If we ask ourselves what part we have/had in a rejection, it often ends in exaggerated self-criticism, which intensifies the feeling of insult. Then write down your negative and self-critical thoughts and please find an optimistic, benevolent counter-argument for each point. This has nothing to do with whitewashing, but rather alleviates the feeling of being hurt and reduces the damage to your self-esteem (see step 8).

Step 8: Do self-care

Where were you offended? In love? At work? In the circle of friends? Write down five strengths that you appreciate about yourself and that play a role in the affected area of ​​life, for example at work: conscientious, hardworking, loyal, punctual, ambitious. Choose two strengths that are most important to you. Write a short text (two paragraphs) on both strengths that answers the following questions: Why is this strength important to me? How is it affecting my life? Why is it an important part of my self-image?

Step 9: Connect to other people

Being excluded, ignored or passed over often triggers a strong feeling of hurt. Then “social snacks” help: These can be, for example, photos, videos, e-mails or letters from loved ones. Volunteers asked to remember a painful rejection for a US study had an immediate mood shift when they were allowed to look at or read such memorabilia afterwards. It does too!

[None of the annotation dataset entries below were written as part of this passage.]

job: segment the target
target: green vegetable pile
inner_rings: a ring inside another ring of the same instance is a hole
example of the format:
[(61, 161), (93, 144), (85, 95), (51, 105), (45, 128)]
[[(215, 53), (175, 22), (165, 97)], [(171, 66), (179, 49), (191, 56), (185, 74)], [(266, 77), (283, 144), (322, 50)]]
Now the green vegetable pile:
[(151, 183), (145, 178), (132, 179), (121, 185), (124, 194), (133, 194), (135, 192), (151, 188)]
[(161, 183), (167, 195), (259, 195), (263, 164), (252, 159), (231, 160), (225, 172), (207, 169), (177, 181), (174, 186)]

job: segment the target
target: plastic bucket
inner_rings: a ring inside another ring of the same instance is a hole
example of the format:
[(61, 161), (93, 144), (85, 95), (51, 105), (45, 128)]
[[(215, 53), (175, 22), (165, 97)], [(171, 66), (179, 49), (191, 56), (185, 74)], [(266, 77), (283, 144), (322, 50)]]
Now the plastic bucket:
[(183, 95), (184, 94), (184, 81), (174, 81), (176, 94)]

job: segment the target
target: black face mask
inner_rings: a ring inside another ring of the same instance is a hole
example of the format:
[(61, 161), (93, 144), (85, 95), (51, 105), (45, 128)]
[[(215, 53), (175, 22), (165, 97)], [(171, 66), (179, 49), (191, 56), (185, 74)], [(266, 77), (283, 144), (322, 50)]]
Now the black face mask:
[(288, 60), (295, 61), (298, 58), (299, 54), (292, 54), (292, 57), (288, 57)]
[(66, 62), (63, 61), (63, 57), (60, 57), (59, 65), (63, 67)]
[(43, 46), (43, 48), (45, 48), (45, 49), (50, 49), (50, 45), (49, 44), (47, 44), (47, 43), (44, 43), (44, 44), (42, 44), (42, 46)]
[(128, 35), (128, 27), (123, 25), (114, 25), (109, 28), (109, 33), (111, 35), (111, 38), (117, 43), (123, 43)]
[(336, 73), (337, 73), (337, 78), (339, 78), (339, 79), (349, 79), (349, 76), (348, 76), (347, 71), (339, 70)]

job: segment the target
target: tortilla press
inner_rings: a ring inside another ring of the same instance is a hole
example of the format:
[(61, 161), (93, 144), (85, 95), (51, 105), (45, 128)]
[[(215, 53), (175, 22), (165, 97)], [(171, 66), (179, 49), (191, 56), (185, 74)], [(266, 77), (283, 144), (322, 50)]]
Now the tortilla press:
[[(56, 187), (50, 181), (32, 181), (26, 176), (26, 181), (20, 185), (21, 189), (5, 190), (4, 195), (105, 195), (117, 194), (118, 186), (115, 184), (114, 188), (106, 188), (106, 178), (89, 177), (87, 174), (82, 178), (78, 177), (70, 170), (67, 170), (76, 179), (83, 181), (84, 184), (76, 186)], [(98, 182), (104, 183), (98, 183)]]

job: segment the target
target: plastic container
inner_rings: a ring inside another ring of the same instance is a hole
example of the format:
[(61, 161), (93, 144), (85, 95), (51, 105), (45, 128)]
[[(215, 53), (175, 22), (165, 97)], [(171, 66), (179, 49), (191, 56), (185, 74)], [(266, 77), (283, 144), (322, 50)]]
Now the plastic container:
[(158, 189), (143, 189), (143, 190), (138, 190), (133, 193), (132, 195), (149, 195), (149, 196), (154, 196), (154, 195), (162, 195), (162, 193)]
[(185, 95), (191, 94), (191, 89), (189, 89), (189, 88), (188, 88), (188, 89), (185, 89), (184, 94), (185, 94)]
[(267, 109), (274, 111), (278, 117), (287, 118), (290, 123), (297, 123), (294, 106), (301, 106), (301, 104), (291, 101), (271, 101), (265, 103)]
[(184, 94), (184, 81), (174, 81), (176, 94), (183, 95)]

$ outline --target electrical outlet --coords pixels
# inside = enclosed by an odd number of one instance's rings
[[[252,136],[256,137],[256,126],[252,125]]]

Step 10: Look to the future and gain serenity

Immediately after an insult, it seems almost insurmountable to us. But what happens when you ask yourself these questions: What will I think about it in ten years? Will it matter at all then? Often the answer is no. And that gives (more) serenity.

Crystal Waston MD

Crystal Waston has a degree in Cross Media Production and Publishing. At vital.de she gives everyday tips and deals with topics related to women's health, sport, and nutrition.